Hi I am doing some work in interacting particle systems.
I have this sum $$ \sum_{k=0}^{\infty} r^{\frac{k}{2}(2m-1-k)} $$ where $m$ is some integer and $r>1$ is real. I don't how to work this sum out.

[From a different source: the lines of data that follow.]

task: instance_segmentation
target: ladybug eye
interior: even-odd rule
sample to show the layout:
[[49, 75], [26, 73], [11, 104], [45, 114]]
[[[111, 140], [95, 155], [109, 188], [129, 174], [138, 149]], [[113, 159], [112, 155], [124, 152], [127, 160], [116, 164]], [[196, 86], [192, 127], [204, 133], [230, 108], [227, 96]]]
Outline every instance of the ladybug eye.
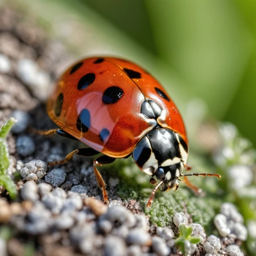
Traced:
[[161, 180], [164, 177], [164, 171], [162, 168], [158, 168], [156, 173], [156, 177], [159, 180]]

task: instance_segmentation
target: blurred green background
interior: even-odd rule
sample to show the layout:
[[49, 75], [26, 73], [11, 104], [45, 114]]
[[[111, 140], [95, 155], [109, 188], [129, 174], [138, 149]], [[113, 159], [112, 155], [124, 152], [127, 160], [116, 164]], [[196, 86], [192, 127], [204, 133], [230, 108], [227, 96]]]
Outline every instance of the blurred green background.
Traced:
[[136, 62], [163, 84], [183, 116], [200, 99], [207, 116], [232, 122], [256, 145], [255, 0], [14, 2], [47, 20], [78, 58]]

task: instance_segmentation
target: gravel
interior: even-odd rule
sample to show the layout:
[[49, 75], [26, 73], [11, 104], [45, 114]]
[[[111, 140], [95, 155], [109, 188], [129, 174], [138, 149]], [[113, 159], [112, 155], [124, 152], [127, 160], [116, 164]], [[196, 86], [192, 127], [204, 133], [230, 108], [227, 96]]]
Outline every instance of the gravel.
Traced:
[[45, 181], [54, 187], [57, 187], [65, 181], [66, 176], [66, 174], [63, 169], [53, 169], [46, 176]]
[[25, 131], [30, 122], [30, 116], [27, 112], [21, 110], [15, 110], [11, 114], [17, 122], [12, 128], [12, 132], [15, 134], [19, 134]]
[[215, 236], [211, 234], [204, 243], [204, 247], [207, 253], [216, 254], [220, 250], [221, 245], [220, 239]]
[[28, 135], [20, 135], [16, 143], [17, 152], [24, 157], [32, 155], [35, 150], [33, 139]]

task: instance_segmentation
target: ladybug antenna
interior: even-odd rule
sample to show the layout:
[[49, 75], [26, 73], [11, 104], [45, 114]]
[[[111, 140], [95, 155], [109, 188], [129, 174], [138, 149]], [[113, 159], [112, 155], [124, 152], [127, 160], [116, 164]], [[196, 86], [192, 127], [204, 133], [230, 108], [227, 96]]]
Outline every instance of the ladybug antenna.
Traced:
[[147, 204], [146, 204], [147, 207], [150, 207], [151, 205], [152, 204], [152, 202], [153, 202], [154, 199], [155, 198], [155, 195], [156, 195], [156, 192], [157, 191], [157, 189], [159, 187], [160, 185], [163, 182], [163, 181], [161, 181], [159, 182], [159, 183], [157, 185], [157, 186], [155, 188], [155, 189], [152, 191], [151, 195], [150, 195], [150, 199], [147, 202]]
[[218, 174], [181, 174], [181, 176], [199, 176], [205, 177], [205, 176], [215, 176], [218, 178], [221, 178], [221, 176]]

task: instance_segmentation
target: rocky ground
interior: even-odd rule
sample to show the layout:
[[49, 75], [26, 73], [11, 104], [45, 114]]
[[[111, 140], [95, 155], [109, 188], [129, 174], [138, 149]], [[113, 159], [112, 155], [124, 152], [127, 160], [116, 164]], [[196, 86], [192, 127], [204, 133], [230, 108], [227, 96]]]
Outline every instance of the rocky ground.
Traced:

If anyone knows what $$ \frac{1}{(-r^{m},\frac{1}{r})_{\infty}}\sum_{k=0}^{\infty} (r^{m-1})^{k}(\frac{1}{r})^{\frac{(k-1)k}{2}} $$
is where $\frac{1}{(-r^{m},\frac{1}{r})_{\infty}}$ is the q pochhammer symbol. This would be equivalently useful to solving the 1st series. Im thinking something from this document could help https://faculty.math.illinois.edu/~berndt/articles/q.pdf
Estimation of the $S=\sum\limits_{k=0}^{\infty} r^{\frac{k}{2}(2m-1-k)}$
(1) $S=r^{\frac{t^2}{2}}\sum\limits_{k=0}^{\infty} e^{-\frac{1}{2}(k-t)^2 lnr}$ where $t=\frac{2m-1}{2}$
Using that $f(x)=r^{\frac{t^2}{2}} e^{-\frac{1}{2}(x-t)^2 ln{r}} $ not increasing function on $[0,\infty)$ the following estimation is valid:
(2) $\int\limits_0^n f(x) dx +f(n)-f(0)\le r^{\frac{t^2}{2}}\sum\limits_{k=0}^{\infty} e^{-\frac{1}{2}(k-t)^2 lnr}\le \int\limits_0^n f(x) dx$
$f(n)= r^{\frac{t^2}{2}}e^{-\frac{1}{2}(n-t)^2 ln{r}}=e^{-\frac{1}{2}\big((n-t)^2-t^2\big) ln {r} }$ and $f(0)= r^{\frac{t^2}{2}}e^{-\frac{1}{2}t^2 lnr}=1$
if $n\rightarrow\infty$ then $f(n)\rightarrow 0 $
We get that:
(3) $\int\limits_0^\infty f(x) dx -1\le r^{\frac{t^2}{2}}\sum\limits_{k=0}^{\infty} e^{-\frac{1}{2}(k-t)^2 lnr}\le \int\limits_0^\infty f(x) dx$
(4) Dealing with $I=\int\limits_0^\infty f(x) dx=r^{\frac{t^2}{2}}\int\limits_0^\infty e^{-\frac{1}{2}(x-t)^2 lnr}dx$
Applying the $y=\frac{\sqrt{\ln{r}}}{\sqrt{2}}(x-t)$ substitution:
$I=r^{\frac{t^2}{2}}\big({\frac{2}{ln{r}}}\big)^{\frac{1}{2}}\int\limits_{-\frac{t\sqrt{ln{r}}}{\sqrt{2}}}^\infty e^{-y^2}dy=r^{\frac{t^2}{2}}\big({\frac{\pi}{2ln{r}}}\big)^{\frac{1}{2}}\big(erf(\infty)-erf(-\frac{t \sqrt{ln{r}}}{\sqrt{2}})\big)$
As $erf(\infty)=1$ and $erf(-\frac{t \sqrt{ln{r}}}{\sqrt{2}}\big)=-erf(\frac{t \sqrt{ln{r}}}{\sqrt{2}}\big)$
$I=r^{\frac{t^2}{2}}\sqrt{\frac{\pi}{2ln{r}}}\big(1+erf(t\sqrt{\frac{ln{r}}{2}}\big)$
If $t\sqrt{\frac{ln{r}}{2}}\gt\gt 1$ then $erf(t\sqrt{\frac{ln{r}}{2}})\rightarrow 1$ and $I\rightarrow 2r^{\frac{t^2}{2}}\sqrt{\frac{\pi}{2ln{r}}}$
Finally go back to (3)
$I-1\le S \le I$
If $I\gt\gt 1$ then $S\approx I$